Traduit de l’anglais par Jean-Paul Gratias, 342 pages
Rivages/Thriller
22 euros

Dans la ville occupée, Tokyo, en 1948, un homme tue 12 employés d’une banque à l’heure de la fermeture et s’enfuit avec son butin. Il les a empoisonnés avec du cyanure. Une chasse à l’homme sans précédent est lancée dans la ville.

A partir de cette affaire criminelle réelle, David Peace dans une structure narrative en 12 chapitres et 12 points de vue, à la manière du Rashomon de Kurusawa dit l’indicible, convoque les esprits, en appelle à la justice, remue la boue et les cendres de l’après-guerre du Japon.

David Peace et James Ellroy ont en commun d’être publiés par le même éditeur français (Rivages et donc François Guérif), ils partagent aussi le goût des tueurs en série, des constructions polyphoniques mais plus que cela ils révèlent une réalité sociale, politique de leur pays, ils transcendent le genre « Polar » pour l’élever à une littérature qui bouleverse les formes, qui s’immisce dans le réel, qui gratte aux entournures.

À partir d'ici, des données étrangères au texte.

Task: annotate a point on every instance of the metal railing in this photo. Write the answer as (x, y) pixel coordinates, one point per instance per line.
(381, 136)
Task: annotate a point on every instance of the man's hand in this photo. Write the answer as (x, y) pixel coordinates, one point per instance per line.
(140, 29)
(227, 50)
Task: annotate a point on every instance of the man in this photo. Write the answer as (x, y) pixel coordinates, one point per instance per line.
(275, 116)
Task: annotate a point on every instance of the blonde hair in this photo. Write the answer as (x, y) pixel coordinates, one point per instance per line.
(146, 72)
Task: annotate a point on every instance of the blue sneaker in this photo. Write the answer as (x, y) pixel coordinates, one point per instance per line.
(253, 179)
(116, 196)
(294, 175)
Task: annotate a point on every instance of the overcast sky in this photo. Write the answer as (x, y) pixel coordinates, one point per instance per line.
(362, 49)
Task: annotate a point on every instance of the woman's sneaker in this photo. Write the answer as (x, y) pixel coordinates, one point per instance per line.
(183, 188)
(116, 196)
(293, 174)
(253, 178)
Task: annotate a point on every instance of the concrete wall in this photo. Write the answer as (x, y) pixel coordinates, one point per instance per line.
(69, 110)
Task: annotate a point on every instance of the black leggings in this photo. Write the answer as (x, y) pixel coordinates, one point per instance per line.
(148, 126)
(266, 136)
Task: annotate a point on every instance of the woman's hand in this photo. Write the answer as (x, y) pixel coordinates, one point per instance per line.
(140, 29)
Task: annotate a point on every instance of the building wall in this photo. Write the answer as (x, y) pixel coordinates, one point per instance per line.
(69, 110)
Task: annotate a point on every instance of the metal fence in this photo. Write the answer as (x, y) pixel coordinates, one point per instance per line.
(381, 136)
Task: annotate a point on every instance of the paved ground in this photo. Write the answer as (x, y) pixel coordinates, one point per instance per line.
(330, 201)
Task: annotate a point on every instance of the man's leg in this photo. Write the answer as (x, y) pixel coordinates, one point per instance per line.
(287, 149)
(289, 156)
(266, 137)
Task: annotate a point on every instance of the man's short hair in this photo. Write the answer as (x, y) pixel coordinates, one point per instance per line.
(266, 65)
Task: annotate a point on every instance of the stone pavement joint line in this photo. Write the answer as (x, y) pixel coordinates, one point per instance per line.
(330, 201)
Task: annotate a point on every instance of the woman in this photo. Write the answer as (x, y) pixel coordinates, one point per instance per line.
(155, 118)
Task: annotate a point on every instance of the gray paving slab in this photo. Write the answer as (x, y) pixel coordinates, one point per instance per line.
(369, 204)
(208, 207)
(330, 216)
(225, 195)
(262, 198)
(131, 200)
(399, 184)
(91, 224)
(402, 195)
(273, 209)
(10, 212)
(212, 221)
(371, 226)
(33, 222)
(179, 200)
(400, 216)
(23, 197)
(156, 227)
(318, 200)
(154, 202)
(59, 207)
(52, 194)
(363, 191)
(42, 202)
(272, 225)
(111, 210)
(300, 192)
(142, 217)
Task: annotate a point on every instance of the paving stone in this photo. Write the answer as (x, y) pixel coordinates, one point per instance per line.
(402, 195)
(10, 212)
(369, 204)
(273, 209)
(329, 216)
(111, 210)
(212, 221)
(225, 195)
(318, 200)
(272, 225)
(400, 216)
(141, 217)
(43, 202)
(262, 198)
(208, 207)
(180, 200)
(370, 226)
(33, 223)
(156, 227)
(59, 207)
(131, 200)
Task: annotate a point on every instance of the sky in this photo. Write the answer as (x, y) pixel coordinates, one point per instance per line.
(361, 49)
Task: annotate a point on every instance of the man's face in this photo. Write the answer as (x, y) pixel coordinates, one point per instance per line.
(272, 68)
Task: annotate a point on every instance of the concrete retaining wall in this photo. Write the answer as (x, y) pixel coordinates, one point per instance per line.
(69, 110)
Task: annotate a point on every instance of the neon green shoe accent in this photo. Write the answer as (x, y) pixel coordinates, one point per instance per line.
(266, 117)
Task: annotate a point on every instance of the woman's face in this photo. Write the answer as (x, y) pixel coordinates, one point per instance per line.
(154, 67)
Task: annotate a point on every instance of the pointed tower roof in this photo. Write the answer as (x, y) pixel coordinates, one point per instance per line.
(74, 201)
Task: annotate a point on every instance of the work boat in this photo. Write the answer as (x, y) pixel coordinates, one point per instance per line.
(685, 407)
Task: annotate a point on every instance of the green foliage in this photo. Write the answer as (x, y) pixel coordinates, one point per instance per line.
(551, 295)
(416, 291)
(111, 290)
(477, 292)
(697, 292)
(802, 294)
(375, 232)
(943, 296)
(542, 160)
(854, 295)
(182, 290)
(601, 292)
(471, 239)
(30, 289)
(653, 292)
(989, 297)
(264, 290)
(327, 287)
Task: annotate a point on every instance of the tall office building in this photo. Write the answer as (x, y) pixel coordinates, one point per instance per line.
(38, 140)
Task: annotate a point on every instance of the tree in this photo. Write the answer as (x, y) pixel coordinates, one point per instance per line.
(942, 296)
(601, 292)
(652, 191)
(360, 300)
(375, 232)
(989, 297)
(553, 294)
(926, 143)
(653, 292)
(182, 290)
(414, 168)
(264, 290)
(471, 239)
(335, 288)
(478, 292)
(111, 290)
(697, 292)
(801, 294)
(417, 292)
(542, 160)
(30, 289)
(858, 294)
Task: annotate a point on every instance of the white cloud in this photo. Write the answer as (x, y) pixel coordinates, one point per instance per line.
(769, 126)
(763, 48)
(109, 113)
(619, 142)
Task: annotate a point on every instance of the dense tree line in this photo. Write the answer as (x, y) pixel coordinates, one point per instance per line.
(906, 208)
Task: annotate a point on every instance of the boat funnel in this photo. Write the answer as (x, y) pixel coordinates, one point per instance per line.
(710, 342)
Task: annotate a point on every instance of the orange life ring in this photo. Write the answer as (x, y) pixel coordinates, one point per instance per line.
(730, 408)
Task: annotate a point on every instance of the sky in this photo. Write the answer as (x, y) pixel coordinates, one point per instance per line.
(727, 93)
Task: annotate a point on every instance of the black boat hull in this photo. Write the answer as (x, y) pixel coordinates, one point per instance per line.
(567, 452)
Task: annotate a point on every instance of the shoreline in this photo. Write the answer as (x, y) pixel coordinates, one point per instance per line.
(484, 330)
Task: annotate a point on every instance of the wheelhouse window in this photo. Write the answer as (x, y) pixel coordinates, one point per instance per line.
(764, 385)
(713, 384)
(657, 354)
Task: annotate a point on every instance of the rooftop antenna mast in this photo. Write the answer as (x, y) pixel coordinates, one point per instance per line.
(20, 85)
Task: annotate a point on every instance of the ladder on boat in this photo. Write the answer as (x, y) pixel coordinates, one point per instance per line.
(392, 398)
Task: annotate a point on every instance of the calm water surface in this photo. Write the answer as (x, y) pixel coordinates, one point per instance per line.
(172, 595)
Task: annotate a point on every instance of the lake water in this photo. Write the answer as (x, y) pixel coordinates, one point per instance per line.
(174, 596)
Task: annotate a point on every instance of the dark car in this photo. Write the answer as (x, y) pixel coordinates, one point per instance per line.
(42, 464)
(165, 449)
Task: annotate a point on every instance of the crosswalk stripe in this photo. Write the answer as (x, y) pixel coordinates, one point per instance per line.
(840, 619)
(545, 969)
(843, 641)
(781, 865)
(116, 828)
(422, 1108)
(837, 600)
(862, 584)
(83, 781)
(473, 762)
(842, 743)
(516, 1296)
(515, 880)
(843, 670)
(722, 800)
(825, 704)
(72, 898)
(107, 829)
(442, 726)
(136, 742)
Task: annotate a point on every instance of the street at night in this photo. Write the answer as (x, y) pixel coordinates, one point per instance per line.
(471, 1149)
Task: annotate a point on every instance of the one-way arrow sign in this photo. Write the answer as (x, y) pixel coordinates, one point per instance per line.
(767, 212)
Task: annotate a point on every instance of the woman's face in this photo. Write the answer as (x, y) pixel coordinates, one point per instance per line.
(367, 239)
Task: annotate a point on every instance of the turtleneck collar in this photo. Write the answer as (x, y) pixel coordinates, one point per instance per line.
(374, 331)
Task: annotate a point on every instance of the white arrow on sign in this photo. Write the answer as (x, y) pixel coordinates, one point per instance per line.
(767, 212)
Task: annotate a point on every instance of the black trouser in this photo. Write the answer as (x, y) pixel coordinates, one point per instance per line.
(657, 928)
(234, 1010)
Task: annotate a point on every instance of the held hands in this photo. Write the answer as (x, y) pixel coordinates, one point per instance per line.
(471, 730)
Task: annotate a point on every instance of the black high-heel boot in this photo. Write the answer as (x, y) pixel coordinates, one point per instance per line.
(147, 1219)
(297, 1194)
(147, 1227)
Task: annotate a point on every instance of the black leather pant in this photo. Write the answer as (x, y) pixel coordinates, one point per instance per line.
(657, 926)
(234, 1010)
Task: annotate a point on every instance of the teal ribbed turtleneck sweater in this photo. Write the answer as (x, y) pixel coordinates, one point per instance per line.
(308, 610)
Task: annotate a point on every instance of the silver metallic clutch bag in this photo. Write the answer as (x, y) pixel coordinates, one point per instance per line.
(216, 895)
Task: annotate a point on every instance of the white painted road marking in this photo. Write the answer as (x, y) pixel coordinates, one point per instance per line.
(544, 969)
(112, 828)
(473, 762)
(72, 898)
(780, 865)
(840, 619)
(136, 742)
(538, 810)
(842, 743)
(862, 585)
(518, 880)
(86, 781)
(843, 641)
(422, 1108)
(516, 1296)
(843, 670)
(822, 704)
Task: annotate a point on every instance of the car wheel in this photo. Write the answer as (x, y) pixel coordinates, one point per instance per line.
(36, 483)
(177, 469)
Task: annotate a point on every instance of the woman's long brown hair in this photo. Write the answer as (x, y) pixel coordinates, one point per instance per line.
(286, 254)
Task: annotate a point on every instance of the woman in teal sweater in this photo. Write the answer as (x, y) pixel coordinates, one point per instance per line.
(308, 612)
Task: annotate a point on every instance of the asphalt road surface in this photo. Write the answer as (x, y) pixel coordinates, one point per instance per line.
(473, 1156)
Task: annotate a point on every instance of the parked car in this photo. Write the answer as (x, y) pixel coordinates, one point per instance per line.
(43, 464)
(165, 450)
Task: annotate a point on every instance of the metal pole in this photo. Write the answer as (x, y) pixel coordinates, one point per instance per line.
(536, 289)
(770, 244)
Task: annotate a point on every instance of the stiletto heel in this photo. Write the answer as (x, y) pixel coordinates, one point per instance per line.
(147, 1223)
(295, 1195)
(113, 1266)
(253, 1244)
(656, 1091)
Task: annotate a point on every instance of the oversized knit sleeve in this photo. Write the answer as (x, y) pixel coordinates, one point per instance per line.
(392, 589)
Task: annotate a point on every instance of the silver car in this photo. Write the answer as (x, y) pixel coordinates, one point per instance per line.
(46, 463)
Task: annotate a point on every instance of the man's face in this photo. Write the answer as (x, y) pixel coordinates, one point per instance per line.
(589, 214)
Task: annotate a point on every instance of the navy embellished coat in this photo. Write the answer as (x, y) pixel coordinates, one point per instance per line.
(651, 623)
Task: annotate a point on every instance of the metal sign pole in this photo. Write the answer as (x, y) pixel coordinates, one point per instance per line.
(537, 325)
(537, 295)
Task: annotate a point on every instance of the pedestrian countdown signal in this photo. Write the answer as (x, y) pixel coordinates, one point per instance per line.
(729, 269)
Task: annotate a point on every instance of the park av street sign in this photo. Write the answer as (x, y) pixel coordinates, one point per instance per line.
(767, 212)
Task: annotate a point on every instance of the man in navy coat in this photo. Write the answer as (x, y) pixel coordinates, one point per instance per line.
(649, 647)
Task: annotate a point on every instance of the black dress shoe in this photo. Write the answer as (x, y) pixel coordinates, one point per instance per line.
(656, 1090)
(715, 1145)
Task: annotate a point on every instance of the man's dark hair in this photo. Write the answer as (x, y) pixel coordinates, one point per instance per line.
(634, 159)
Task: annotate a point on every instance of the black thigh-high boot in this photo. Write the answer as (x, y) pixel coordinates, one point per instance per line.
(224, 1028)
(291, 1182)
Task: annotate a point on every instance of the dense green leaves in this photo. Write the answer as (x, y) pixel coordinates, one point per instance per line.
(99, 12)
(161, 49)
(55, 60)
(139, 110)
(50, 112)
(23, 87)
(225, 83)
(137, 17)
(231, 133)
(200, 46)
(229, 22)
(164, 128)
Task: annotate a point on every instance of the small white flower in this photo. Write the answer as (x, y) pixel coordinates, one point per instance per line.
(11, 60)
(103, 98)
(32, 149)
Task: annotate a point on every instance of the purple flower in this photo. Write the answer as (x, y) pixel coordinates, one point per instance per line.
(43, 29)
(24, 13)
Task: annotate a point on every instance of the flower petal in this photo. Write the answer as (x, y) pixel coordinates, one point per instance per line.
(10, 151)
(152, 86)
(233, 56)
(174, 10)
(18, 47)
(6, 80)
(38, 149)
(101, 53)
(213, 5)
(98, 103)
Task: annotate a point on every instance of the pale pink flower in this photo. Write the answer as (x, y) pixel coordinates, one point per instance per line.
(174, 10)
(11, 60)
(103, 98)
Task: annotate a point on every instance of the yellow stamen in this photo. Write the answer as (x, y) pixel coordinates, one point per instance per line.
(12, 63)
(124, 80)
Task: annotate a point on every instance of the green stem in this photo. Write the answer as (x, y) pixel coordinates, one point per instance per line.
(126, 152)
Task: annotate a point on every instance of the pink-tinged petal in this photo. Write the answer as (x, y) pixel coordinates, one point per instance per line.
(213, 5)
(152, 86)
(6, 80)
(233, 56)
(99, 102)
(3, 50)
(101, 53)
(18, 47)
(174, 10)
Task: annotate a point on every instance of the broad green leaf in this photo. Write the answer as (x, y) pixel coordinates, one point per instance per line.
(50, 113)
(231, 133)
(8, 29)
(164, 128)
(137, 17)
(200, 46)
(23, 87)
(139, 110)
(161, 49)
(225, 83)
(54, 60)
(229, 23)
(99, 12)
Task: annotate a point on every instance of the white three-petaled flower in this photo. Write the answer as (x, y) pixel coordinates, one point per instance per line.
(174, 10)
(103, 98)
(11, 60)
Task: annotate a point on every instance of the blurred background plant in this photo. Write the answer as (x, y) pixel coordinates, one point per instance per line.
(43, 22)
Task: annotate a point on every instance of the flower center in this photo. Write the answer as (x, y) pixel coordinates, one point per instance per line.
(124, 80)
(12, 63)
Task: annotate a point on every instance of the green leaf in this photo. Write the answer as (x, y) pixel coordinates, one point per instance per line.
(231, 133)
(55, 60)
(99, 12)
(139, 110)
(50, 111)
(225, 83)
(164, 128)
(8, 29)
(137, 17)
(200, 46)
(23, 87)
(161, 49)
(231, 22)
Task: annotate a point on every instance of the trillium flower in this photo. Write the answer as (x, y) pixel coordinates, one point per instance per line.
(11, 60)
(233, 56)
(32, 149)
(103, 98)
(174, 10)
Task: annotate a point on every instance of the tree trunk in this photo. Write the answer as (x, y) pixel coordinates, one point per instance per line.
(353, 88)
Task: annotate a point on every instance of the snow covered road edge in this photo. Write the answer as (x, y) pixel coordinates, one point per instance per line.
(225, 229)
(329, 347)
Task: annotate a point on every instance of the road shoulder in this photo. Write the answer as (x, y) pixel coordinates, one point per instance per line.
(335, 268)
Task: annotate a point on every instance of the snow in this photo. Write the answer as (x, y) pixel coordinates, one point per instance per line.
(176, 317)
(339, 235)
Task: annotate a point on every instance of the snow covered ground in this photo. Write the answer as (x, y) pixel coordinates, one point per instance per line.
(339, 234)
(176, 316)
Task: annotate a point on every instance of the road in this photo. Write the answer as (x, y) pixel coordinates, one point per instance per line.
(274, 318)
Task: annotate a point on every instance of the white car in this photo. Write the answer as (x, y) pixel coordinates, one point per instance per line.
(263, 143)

Peace, dans ses précédents romans, a raconté l’Angleterre de Thatcher, les mineurs en grève, le foot et maintenant le Japon où il a vécu ces dernières années, le Japon d’après guerre, ruiné, détruit, humilié et occupé. Peace comme Ellroy encore dont il revendique l’influence pousse la narration dans tous ses retranchements : voix multiples, discours intérieurs qui se superposent aux dialogues, monologues psalmodiés, répétitions de phrases, de paragraphes, écriture de la même scène sous plusieurs angles. Ce style virtuose reste cependant au service de l’histoire, entraînant toujours plus profond le lecteur, tout proche de la vérité de l’âme humaine, tout en bas, là où il fait noir.